Jésus continuera d’afficher sa profonde liberté à l’égard des institutions, en chassant quelques heures plus tard, les vendeurs du temple, donnant ainsi le signal de la tragédie de la passion.
Impro sur les sacrifices change monnaie sans effigie, plus de sacrifices, Détruisez ce sanctuaire (Naos) et, en trois jours, je le relèverai, annonce de la passion.
Cette attente pour un messie « Politique et guerrier » fait écho à la fable de la Fontaine « les grenouilles qui, lassent de la démocratie, demandait un roi. Après avoir été entendues en recevant un roi débonnaire, elles demandèrent un roi plus autoritaire et furent exhaussées en recevant une grue qui les dévora. Il est certain que d’avoir un roi débonnaire et doux demande au peuple de se prendre en charge avec comme seule arme « l’amour ». Alors qu’avec un roi guerrier qui chasserait les romains de Jérusalem, le peuple serait rassuré quant au résultat.
Jésus se retrouve face à une population divisée entre ces deux attentes, la victoire par l’amour ou la victoire par la guerre. Si nous avions vécu à cette époque-là, si nous avions été dans la foule, à Jérusalem, ce jour-là, si nous avions vu cet homme avancer dans la ville de cette façon-là, quel Jésus aurions-nous accueilli et acclamé ? Peut-être qu’on se serait laissé prendre à accueillir un Jésus qui nous arrange, et nous n’aurions vu que ce que nous voulions voir à savoir le futur roi d’Israël, comme autrefois le Roi David, qui au nom de Dieu aurait rendu à son peuple sa liberté. Il n’y a aucune honte à ça, ni aucune culpabilité, en disant que c’est tout à fait légitime d’accueillir quelqu’un d’invincible, qui viendrait nous sauver, avec force et pouvoir, en rétablissant l’autorité divine suprême, y compris sur les hommes, qui, par conséquent, se seraient retrouvés assujettis, à un nouveau pouvoir, fut-il divin. Et Dieu serait redevenu, sinon resté, cette « instance surplombante », intervenant quand bon lui semble, dans les affaires du monde.

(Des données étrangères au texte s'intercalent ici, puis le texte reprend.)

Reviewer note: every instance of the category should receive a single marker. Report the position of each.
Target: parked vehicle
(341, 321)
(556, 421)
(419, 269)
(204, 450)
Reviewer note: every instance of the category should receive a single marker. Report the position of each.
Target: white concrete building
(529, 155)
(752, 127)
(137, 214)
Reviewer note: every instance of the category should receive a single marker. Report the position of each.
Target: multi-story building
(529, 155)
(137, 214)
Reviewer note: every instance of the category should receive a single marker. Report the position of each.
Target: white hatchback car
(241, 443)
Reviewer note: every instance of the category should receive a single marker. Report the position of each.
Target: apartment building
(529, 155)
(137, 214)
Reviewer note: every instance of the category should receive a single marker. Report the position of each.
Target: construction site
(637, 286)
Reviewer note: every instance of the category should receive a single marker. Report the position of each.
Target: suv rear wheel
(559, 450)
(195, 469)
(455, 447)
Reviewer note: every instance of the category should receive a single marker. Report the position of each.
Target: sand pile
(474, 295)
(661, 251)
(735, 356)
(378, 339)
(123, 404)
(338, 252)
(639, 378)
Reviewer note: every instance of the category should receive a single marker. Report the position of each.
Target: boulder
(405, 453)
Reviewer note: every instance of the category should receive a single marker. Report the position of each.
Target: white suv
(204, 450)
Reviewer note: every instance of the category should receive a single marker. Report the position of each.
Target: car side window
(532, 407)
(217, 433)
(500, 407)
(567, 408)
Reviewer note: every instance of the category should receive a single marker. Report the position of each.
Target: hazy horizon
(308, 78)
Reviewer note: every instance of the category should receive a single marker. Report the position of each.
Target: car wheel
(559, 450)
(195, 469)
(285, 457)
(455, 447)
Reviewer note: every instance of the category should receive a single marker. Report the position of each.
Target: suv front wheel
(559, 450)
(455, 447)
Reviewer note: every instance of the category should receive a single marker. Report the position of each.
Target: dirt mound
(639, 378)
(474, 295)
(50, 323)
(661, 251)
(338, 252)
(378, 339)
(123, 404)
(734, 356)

La question reste d’actualité, aujourd’hui même si elle se pose de façon symbolique. Nous revivons cette entrée de Jérusalem, aujourd’hui, sur le plan de la foi. Alors que le monde est en effervescence, les guerres se multiplient.
Jésus avait un projet bien différent et bien plus large que nos attentes terriblement réductrices. Et par sa présence invisible, il continue d’avoir ce projet, qu’il a patiemment distillé dans le cœur des hommes par sa Parole et ses actes, en particulier par le don de sa vie.

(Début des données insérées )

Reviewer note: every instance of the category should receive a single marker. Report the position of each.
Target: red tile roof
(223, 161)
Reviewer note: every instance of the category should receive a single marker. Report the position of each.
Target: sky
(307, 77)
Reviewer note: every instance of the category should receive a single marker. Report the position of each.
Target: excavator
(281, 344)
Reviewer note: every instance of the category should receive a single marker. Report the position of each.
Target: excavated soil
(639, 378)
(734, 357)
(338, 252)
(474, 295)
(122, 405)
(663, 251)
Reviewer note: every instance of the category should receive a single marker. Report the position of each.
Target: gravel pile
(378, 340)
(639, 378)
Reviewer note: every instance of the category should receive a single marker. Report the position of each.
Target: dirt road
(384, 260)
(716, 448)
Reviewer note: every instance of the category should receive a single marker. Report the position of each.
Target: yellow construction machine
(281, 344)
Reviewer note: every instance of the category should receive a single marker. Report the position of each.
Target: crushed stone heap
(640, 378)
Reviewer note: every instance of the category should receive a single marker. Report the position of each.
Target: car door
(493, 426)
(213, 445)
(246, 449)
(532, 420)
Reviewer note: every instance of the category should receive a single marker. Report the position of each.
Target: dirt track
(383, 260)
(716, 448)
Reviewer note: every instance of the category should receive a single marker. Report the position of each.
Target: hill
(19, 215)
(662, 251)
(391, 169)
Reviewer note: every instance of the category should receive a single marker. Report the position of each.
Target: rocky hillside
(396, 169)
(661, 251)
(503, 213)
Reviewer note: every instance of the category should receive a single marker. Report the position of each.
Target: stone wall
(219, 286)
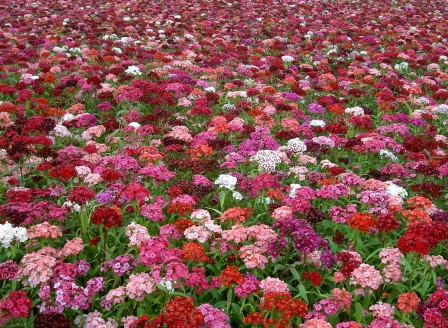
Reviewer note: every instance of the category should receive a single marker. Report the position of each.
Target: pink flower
(274, 285)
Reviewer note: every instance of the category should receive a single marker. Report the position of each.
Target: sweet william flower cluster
(223, 164)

En ce jour des Rameaux, si nous ne savons pas vraiment pourquoi Jésus entre à Jérusalem, lui, il le sait. Sans doute mesure-t-il déjà la distance qu’il y a entre lui et la foule qui l’acclame en cet instant ? Sans doute connaît-il déjà la déception et même l’incompréhension qu’il va provoquer chez ses disciples ? Jésus n’a ni programme, ni mandat, ni ambition. Jésus n’a qu’un seul but qui est toute sa vocation, et sa mission, non pas faire quelque chose, mais simplement ÊTRE.
Etre signifie vivre avec et au milieu des hommes et femmes de son temps, et ensuite devenir celui qui est en en chacun de nous et nous accompagne tout au long de notre vie. Etre celui qui nous rappelle que l’amour est plus fort que tout.
A l’aube de cette semaine, qualifiée de sainte, Jésus choisit de rester solidaires des hommes et des femmes y compris dans la mort, mais personne ne le sait encore. Même nous, aujourd’hui, nous pouvons avoir du mal à le reconnaître et à le croire. Il faut traverser toute cette incroyable semaine, qui s’ouvre, et dont personne ne soupçonne la véritable importance.
Jésus est venu offrir sa présence, son humilité, sa faiblesse comme ultime présence de Dieu dans la vie des hommes. Ce n’était que dans la faiblesse et l’humilité que l’amour de Dieu pouvait véritablement se donner. Il n’a pas voulu utiliser d’autres moyens que sa parole, sa prière et ses mains ouvertes pour affronter les autorités et les dominateurs de ce monde, afin de rendre l’être humain profondément libre et responsable.
Les Rameaux d’aujourd’hui se situent comme hier entre joie et gravité.
Joie parce que le Dieu de Jésus-Christ nous appelle à des actes humbles, qui ne brillent pas aux yeux du monde.
Gravité, parce que nous sommes appelés à vouer notre vie, par notre présence discrète, persévérante, parfois ignorée, luttant inlassablement pour le droit et la justice des plus petits, des laissés pour compte, pour être la voix des sans voix, être silencieux devant les fausses accusations, à travailler patiemment à la paix par la justice sociale et la solidarité entre les peuples, tout simplement parce que nous sommes reliés les uns aux autres, par la même humanité, dont il faudra réinventer la fraternité, dans le monde d’après les guerres.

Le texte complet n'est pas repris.